Talma aurait pu ajouter que, dénoncé lui-même par le rédacteur de l'Ami du Peuple, il avait acquis de nobles titres à sa haine en donnant asile à des proscrits, en exposant sa tête pour sauver celle d’un émigré dont il était bien loin de partager les opinions politiques.

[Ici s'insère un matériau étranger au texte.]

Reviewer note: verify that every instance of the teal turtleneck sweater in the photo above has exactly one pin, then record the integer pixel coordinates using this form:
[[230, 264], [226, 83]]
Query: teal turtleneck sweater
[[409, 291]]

Personne n’ignorait qu’ami des députés de la Gironde, et voyant presque tous les jours Condorcet et Clavière, Talma était haï, redouté des jacobins ; et que Marat, à leur sanglante tribune, avait signalé comme un crime la fête donnée par notre grand tragédien à Dumouriez au mois d’octobre 1791, peu de jours avant le départ de ce général pour la Belgique[1].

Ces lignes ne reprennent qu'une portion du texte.